01/04/1972 tarihinde yürürlüğe giren 1479 sayılı Yasanın 24. maddesinde zorunlu Bağ-Kur sigortalılığı için esnaf sicili veya kanunla kurulu meslek kuruluşu kaydı aranırken 20/04/1982 tarihinde yürürlüğe giren 2654 sayılı Yasa ile 1479 sayılı Yasanın 24. maddesi değiştirilecek zorunlu Bağ-Kur sigortalılığı için gelir vergisi mükellefi olması şartı getirilmiş ancak gelir vergisinden muaf olanlar için meslek kuruluşuna kayıtlı olma yeterli görülmüş, 22/03/1985 tarihinde yürürlüğe giren 3165 sayılı Yasa ile 24. madde değiştirilerek zorunlu Bağ-Kur sigortalılığı için vergi kaydı veya esnaf sicil kaydı veya oda kaydının bulunması yeterli görülmüş, 02/08/2003 tarihinde yürürlüğe giren 4956 sayılı Yasa ile 24. madde değiştirilerek zorunlu Bağ-Kur sigortalılığı için gelir vergisi mükellefi olma şartı getirilmiş ancak gelir vergisinden muaf olanlar için esnaf sicil kaydı ve oda kaydının bir arada bulunması yeterli görülmüştür.
Somut olayda, davacının Bağ-Kur sigortalılığı süresince düzenli olarak prim ödemesi yapmadığı, icra tehdidi altında prim borçlarını ödemek zorunda kalmadığı, herhangi bir af yasasından yararlanarak prim borçlarını ödemediği, 6111 sayılı Yasadan yararlanarak yaptığı yapılandırmanın ise düzenli ödeme yapmadığı için iptal edildiği, ...Esnaf Odasında ... adına yapılan kayda bakıldığında baba adı ve doğum tarihinin davacınınkinden farklı olduğu ve kimlik bilgilerinin davacı ile aynı olmadığı anlaşılmaktadır. 20/08/1996 tarihli İB formunu Kuruma sunan davacının söz konusu kaydın kendisine ait olmadığını bilmesi gerektiği muhakkaktır.
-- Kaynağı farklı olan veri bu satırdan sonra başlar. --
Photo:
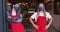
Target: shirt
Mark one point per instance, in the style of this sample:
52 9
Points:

Bu nedenle, iyiniyetli olmayan bir kimsenin Türk Medeni Kanununun 2. ve 3. maddelerine ve kendi muvazaasına dayanarak sigortalılık elde etmesi mümkün değildir.
Mahkemece, bu maddi ve hukuki olgular göz önünde tutulmaksızın davanın reddine karar verilmesi gerekirken yazılı şekilde hüküm kurulması usul ve yasaya aykırı olup bozma nedenidir.
O halde, davalı Kurum vekilinin bu yönleri amaçlayan temyiz itirazları kabul edilmeli ve hüküm bozulmalıdır.
SONUÇ: Hükmün yukarıda açıklanan nedenlerle BOZULMASINA, 29/11/2018 gününde oybirliğiyle karar verildi.